By the time she was crowned Miss America 1988, Kaye Lani Rae Rafko-Wilson had grown accustomed to being categorized by the general public as a "brainless sex-kitten."
She had been a nurse.But underneath the crown, there's a lot more substance to the beauty queen who, despite offers to do professional modeling and acting, stuck with nursing when her reign ended.
"I think the reason I stayed in nursing this long is because of the personal and professional rewards," she said in an interview Friday. "No other career could come close to offering the same opportunities and rewards. And obviously we enjoy what we are doing."
Unfortunately, she said, high school students aren't looking into careers that they'll enjoy.
"They are looking into what is going to give them the most money so they can buy little toys like their parents have - VCRs and cars," she said.
Rafko-Wilson, who's hit the lecture circuit during the worst nursing shortage in U.S. history, hopes to persuade young adults to look beyond the bucks.

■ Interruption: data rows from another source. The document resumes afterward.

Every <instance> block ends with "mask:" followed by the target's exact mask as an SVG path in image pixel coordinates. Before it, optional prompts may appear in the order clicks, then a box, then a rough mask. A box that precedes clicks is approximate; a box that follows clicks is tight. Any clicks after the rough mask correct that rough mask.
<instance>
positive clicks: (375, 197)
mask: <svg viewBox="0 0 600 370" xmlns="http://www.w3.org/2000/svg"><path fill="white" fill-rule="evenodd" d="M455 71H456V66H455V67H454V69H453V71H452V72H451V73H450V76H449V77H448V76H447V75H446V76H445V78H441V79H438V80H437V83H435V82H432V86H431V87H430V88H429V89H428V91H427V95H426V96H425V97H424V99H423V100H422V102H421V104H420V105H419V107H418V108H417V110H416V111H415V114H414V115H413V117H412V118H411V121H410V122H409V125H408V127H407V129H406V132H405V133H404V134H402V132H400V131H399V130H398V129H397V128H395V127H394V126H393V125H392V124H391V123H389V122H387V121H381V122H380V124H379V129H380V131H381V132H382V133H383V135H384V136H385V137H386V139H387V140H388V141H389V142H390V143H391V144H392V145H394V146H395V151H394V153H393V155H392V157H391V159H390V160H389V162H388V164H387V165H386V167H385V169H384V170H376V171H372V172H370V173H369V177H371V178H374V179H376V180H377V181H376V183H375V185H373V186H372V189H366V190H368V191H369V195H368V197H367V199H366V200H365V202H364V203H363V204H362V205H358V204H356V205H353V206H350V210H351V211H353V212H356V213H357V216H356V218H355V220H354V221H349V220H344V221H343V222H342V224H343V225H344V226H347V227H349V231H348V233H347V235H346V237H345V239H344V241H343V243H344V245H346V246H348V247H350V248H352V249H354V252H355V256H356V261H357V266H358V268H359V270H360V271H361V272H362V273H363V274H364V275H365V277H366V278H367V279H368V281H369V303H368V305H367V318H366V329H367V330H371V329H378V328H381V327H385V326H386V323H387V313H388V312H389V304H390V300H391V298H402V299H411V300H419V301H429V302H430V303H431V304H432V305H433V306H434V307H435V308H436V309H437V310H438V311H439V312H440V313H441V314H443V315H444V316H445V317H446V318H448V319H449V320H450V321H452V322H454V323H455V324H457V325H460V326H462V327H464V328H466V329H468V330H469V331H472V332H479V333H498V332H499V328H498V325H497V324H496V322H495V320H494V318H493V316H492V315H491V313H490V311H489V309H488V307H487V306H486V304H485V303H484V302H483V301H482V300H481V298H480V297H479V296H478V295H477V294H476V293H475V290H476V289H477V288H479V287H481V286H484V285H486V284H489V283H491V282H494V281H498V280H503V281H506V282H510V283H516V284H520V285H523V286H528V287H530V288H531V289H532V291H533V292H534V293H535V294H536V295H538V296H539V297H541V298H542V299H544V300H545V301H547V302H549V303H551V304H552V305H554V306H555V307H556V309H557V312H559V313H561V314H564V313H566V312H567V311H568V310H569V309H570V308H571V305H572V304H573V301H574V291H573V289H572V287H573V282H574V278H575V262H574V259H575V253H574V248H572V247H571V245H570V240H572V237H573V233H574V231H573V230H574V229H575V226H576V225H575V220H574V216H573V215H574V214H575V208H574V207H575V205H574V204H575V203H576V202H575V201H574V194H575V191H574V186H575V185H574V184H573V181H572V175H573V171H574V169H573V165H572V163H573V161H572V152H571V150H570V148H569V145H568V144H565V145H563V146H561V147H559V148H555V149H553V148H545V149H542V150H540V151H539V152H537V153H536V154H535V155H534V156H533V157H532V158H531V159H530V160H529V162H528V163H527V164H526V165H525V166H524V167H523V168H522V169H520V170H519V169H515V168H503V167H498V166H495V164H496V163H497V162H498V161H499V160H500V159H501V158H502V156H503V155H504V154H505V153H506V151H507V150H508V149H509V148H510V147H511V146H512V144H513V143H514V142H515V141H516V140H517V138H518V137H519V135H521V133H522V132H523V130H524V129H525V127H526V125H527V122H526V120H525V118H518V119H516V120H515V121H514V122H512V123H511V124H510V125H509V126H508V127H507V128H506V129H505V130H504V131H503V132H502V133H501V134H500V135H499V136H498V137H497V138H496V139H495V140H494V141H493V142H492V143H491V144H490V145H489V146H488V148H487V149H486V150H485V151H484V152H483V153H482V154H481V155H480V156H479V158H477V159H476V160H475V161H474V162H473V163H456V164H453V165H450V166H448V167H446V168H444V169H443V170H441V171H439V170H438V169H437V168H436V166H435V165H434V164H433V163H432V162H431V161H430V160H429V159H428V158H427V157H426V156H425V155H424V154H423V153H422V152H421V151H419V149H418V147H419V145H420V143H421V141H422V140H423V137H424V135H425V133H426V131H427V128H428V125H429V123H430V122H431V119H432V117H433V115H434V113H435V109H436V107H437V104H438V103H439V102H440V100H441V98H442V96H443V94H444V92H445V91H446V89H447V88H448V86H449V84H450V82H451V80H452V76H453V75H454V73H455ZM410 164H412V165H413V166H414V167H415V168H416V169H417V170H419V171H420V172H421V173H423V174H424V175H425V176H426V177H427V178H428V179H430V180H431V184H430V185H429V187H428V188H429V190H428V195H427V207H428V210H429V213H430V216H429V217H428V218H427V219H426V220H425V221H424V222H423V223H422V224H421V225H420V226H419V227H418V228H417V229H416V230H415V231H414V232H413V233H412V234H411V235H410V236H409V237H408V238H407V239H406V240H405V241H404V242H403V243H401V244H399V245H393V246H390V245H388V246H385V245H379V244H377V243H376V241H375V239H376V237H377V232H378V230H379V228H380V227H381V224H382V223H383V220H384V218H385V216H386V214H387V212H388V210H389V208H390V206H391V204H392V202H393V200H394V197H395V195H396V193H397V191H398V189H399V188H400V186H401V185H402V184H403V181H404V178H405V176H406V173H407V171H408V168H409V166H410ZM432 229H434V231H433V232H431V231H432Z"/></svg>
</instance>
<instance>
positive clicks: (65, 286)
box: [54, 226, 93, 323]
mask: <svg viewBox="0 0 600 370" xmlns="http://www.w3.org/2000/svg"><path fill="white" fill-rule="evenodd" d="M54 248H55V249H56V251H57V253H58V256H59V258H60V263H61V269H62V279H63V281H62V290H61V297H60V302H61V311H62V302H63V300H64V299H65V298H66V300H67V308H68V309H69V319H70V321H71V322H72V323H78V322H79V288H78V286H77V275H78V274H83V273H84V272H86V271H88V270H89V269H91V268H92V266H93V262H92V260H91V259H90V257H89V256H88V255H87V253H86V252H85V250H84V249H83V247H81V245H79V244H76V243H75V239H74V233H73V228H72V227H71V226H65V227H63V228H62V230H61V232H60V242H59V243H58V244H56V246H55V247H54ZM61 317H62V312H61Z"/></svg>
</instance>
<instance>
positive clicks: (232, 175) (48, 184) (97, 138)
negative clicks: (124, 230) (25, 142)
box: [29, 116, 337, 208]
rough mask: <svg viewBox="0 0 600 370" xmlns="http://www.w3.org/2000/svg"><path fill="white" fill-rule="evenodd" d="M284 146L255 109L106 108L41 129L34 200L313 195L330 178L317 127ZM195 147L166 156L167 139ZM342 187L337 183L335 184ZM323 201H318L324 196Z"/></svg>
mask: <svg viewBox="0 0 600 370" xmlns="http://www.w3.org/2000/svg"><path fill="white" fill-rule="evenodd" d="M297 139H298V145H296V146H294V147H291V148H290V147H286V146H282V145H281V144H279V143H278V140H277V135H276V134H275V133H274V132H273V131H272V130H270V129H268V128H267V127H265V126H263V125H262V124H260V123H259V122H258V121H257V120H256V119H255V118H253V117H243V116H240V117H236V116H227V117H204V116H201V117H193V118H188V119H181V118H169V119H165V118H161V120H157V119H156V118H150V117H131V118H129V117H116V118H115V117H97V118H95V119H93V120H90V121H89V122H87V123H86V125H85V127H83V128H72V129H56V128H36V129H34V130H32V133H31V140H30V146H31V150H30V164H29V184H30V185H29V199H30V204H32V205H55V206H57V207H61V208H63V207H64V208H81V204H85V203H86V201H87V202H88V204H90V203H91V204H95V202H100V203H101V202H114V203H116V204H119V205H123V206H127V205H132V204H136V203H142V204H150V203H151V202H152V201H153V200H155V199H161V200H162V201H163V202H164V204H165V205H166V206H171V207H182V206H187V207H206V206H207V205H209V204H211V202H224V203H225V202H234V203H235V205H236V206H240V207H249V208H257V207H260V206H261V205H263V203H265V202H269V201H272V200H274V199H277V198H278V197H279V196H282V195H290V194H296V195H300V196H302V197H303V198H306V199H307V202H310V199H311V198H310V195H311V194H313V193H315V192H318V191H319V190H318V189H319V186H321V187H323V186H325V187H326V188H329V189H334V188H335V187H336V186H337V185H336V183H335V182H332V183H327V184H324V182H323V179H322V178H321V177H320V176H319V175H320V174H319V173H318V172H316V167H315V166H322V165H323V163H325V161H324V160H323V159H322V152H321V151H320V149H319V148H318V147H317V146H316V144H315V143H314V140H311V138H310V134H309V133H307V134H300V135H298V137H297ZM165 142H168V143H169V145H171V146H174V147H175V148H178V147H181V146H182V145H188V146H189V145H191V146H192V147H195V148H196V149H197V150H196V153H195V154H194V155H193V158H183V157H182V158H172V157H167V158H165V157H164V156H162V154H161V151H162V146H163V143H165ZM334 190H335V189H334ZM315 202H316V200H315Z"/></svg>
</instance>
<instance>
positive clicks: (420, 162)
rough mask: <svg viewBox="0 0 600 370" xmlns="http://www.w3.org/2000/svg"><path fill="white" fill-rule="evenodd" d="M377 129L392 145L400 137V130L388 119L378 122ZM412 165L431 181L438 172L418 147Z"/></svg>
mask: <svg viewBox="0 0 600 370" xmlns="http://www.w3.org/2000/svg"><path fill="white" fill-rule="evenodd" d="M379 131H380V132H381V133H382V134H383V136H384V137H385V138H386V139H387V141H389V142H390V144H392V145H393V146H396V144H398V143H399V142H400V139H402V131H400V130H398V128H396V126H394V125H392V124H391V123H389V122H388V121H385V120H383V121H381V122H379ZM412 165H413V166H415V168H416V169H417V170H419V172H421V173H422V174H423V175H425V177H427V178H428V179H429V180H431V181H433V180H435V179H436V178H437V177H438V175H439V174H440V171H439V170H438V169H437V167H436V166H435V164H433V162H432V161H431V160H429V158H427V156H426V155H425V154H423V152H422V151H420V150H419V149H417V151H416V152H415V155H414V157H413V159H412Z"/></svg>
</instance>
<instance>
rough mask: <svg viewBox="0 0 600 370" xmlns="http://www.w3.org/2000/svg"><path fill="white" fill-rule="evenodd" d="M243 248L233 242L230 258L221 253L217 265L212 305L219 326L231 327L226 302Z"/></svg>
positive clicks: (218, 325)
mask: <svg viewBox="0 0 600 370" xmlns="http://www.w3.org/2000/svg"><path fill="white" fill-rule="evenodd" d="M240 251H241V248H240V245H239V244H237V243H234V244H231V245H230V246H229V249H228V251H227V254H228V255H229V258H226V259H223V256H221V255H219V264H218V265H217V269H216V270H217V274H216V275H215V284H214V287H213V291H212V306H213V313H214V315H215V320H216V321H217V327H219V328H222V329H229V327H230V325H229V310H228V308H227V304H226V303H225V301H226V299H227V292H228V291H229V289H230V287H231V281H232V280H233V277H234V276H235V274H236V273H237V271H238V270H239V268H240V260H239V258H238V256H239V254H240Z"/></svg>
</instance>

Friday morning the oncology specialist touted the rewards of nursing - including flexibility and diversity - before more than 300 student nurses and high school students at the Red Lion Inn. Later in the morning she addressed 400 hospital officials attending the 11th annual Utah Hospital Association Convention in Little America.
Her message was also directed at lawmakers, whose alleged refusal to adequately fund nursing-education programs has contributed to the shortage.
Mary Ann Anderson, project coordinator and instructor at Weber State College School of Nursing, said the state's financial woes have forced Weber to turn away three qualified applicants for every one accepted.
Yet the administrator of a major Salt Lake hospital recently told her that he could hire 50 nurses tomorrow if they walked through the facility's doors.
The nationwide nursing shortage, Rafko-Wilson said, could cripple the health-care system.
"We are the ones 24-hours-a-day, seven-days-a-week who have physical contact with the patients. People forget about that," she said. "They also forget that we are the ones who change dependency to independency; death to life. We change fears to understanding and calmness, and we are the ones who grieve at the bedside when the patient dies at 3 in the morning.
"We don't call the physician in to be with the family."
Rafko-Wilson, whose long-range goal is to open and manage a hospice program, said nurses are the heart of the health-care team.
"We are the only ones who deal holistically. There is no way the high standard of health care throughout this country could continue without us."
Yet, ironically, she added, while Americans expect the most from education and health care, "teachers and nurses are the most undervalued and underpaid."